A major step was taken in Mississippi’s ongoing education reform efforts in the 2016 legislative session when lawmakers passed a bill requiring the appointment of all public school superintendents. Gov. Phil Bryant signed the legislation into law soon after its passage.

The next step along the path – and one that will present an even bigger hurdle for reform-minded lawmakers – is the requirement for all school boards to be elected.

House Education Chairman John Moore has consistently sought to move this discussion along in recent years, noting the need for direct public accountability, but the effort has been squashed for one reason or another.

Moore tells Y’all Politics that he plans to once again propose the measure and will bring it up in his committee during the 2017 session.

“The bill is being introduced for discussion this session,” Moore said.

State Sen. Brice Wiggins is open to the discussion in his chamber.

“The current laws regarding organization of school boards are antiquated and need a review,” Wiggins told Y’all Politics. “Having passed elected superintendents last year it would make sense to look at the boards.”

There is no mechanism by which the public or a school board can change the selection process for a local school district’s board members. It must come by way of action of the Legislature.

Moore, an advocate for the change, says one sticking point in the Legislature has been with “high rated school districts – A’s and B’s – who do not want their board structure to change,” pointing to the success of their districts. A compromise measure could be to only focus on C districts and below.

While this may be politically expedient, giving lawmakers an out, if you will, with the current A and B districts and the lobbying sure to ensue, this would appear to lack any reasonableness in terms of tangible accountability, transparency and local control for every Mississippian. Just because districts are rated high currently does not mean there are no real concerns over public accountability, communication, and proper representation.

Opponents often contend that appointed school board members take the politics out of education. It could be said, however, that there are more politics at play with appointed school boards than if they were elected.

Being from a high rated school district, I still contend that parents and voters deserve a say in their education system, especially given the huge role our school districts play in the life of our communities and the amount of public monies they are tasked with overseeing. The public’s choice for their school board shouldn’t be funneled through a city council or other local governing body. Our current system is akin to taxation with indirect representation, and it’s time the Legislature give voters the opportunity to determine whether they want a direct voice on our school boards across Mississippi.

The ballot box remains the only tangible means of effecting change in our American system of government. All appointed superintendents is a major step in the right direction, but it can be argued allowing the public to vote to elect their school board members instead of being politically appointed would be a huge leap forward in terms of accountability, transparency, and taxation with direct representation.

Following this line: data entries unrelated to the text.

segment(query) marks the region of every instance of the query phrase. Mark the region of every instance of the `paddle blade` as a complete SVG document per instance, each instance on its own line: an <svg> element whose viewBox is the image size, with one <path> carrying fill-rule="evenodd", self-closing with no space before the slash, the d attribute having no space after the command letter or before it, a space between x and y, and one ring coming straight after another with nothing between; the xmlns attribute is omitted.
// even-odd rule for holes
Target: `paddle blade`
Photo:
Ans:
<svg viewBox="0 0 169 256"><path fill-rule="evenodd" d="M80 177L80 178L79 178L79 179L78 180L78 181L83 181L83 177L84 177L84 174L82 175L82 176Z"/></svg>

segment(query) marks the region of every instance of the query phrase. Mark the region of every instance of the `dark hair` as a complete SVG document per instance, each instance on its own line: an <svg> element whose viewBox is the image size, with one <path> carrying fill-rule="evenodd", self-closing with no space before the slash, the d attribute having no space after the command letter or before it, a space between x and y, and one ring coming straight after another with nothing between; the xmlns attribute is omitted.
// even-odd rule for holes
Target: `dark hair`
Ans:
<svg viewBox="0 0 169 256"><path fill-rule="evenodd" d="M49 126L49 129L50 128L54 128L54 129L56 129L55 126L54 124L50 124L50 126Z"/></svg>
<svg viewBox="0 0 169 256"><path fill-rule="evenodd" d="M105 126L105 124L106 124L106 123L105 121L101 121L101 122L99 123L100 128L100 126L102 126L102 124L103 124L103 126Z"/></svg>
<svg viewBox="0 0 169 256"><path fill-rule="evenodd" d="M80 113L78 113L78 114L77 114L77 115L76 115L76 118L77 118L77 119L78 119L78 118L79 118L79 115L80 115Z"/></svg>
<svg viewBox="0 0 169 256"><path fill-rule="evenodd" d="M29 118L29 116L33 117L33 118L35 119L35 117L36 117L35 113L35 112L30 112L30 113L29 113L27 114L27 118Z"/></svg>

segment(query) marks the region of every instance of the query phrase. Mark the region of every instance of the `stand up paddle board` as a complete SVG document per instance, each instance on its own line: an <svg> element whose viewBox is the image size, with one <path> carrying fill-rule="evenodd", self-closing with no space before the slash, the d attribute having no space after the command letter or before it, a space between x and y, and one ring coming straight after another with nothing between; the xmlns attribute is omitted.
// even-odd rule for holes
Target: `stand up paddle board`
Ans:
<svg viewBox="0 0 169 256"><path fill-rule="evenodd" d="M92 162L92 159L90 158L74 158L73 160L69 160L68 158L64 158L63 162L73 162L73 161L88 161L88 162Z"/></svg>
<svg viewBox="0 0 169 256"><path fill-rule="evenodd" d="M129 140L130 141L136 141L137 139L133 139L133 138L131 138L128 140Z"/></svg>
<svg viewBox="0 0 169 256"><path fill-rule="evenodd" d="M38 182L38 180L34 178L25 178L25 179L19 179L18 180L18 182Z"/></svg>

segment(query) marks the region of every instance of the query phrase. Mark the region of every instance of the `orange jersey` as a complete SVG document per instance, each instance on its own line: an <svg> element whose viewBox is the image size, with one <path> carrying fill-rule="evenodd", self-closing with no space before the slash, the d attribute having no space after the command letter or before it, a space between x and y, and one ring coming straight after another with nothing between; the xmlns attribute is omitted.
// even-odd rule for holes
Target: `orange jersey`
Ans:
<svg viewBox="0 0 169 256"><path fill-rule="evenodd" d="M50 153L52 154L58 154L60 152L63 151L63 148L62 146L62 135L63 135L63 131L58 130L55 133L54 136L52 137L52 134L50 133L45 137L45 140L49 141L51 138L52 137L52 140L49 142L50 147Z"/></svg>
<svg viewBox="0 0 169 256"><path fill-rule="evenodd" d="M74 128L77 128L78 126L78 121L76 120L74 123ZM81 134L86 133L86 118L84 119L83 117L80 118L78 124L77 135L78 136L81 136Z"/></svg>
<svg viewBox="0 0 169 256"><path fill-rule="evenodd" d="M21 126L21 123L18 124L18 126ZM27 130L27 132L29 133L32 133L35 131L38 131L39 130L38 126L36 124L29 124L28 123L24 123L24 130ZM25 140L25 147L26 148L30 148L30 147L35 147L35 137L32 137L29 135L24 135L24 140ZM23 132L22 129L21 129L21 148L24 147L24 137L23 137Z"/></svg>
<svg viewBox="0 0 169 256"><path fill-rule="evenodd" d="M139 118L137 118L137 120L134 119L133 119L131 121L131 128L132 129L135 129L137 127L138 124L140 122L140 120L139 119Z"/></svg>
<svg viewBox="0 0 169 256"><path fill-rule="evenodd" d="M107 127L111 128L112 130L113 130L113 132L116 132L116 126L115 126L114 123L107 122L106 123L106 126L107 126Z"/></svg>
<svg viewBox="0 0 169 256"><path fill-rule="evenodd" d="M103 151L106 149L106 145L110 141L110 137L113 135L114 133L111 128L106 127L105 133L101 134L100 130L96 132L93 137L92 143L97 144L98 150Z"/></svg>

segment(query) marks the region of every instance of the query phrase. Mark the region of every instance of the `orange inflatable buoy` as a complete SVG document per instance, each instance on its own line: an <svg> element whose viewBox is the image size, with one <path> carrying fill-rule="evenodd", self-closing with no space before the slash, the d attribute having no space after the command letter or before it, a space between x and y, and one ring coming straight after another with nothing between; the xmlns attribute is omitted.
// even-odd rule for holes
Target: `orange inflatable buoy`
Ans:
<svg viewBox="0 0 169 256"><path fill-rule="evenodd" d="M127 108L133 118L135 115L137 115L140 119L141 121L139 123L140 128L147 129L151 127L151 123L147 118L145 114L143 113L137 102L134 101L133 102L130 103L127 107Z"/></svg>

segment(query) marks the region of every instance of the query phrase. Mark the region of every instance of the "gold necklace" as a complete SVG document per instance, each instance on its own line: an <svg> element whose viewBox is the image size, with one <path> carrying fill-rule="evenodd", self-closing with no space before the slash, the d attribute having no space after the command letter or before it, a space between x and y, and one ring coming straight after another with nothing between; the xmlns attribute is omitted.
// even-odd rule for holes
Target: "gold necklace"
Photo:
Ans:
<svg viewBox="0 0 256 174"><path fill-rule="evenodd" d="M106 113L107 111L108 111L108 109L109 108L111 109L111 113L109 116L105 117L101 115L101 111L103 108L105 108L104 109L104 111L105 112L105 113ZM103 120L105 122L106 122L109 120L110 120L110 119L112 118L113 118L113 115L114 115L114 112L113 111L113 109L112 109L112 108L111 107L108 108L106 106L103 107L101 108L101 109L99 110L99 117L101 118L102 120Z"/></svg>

With Republicans well in control of the Legislature, giving their constituents the opportunity to have a direct voice in their local school boards who oversee our children’s futures and millions upon millions of our precious tax dollars would go a long way to promote the principles and values they campaign on every four years.

But given the interests at work against this measure, I’m not holding my breath.


This article has been updated to reflect new information.

Reference: Mississippi Code Title 37, Chapter 7 for composition of school boards.